In the case at bar the declaration alleges that the indebtedness to the plaintiff is a part of the indebtedness assented to by the defendants as directors, in excess of the sum of two-thirds of the capital stock actually paid in, and that the corporation was then insolvent and unable to pay its said indebtedness to an amount of, to wit, five thousand dollars. From the allegations, it fairly appears that the excess to which the directors assented, is comprised in part of the debt to the plaintiff, and in part of debts to other creditors. The creation of these debts may or may not have been severally assented to by all and the same directors, or the assent in more or less instances may have been by directors in part different. Individual liability depends upon individual assent to violation of the law; and eon*127sequently personal responsibility for the debts entering into the excess may not be the same as to any two of the directors. In such circumstances the- same judgment can not be rendered against all, and several judgments can not be had in an action at law. Yet in effect they can be had in a court of equity where all the parties in interest may be before the court, all the various equities determined, and such a decree rendered in a single action as, in its several elements, shall be equitable and just to all concerned.

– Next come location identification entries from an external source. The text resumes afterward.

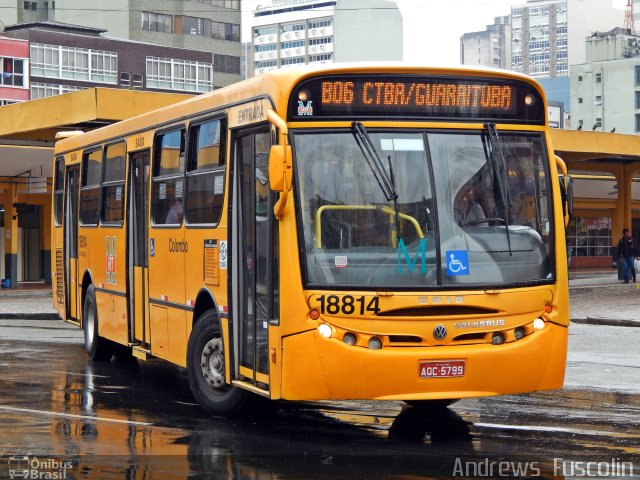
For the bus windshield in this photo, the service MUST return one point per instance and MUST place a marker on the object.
(473, 209)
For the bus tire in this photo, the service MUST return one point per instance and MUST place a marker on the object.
(431, 404)
(98, 348)
(206, 369)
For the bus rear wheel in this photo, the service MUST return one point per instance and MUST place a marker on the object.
(206, 369)
(98, 348)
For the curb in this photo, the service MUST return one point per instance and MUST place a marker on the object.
(609, 322)
(30, 316)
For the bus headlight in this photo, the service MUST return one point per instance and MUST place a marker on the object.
(325, 330)
(350, 339)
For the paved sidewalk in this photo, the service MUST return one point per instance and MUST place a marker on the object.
(596, 297)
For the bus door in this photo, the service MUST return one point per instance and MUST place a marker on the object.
(71, 242)
(137, 241)
(253, 285)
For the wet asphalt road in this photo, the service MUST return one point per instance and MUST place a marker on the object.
(63, 415)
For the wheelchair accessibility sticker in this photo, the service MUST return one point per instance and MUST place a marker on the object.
(457, 262)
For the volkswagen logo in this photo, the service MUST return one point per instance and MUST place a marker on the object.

It is further argued in effect that the suit should be brought by a receiver, and that the allegations do not even show that one has been appointed. However this might be if the corporation were in the hands of a receiver who was closing up its affairs, in the circumstances appearing by the record, a suit in equity may be brought, all the creditors joining, or if the creditors are numerous, by one in behalf of himself and all the others. Stimson v. Lewis, 36 Vt. 91; Darling v. Osborne, 51 Vt. 148.

Judgment reversed, demurrer sustained, declaration adjudged insufficient, and judgment for the defendants to recover their costs.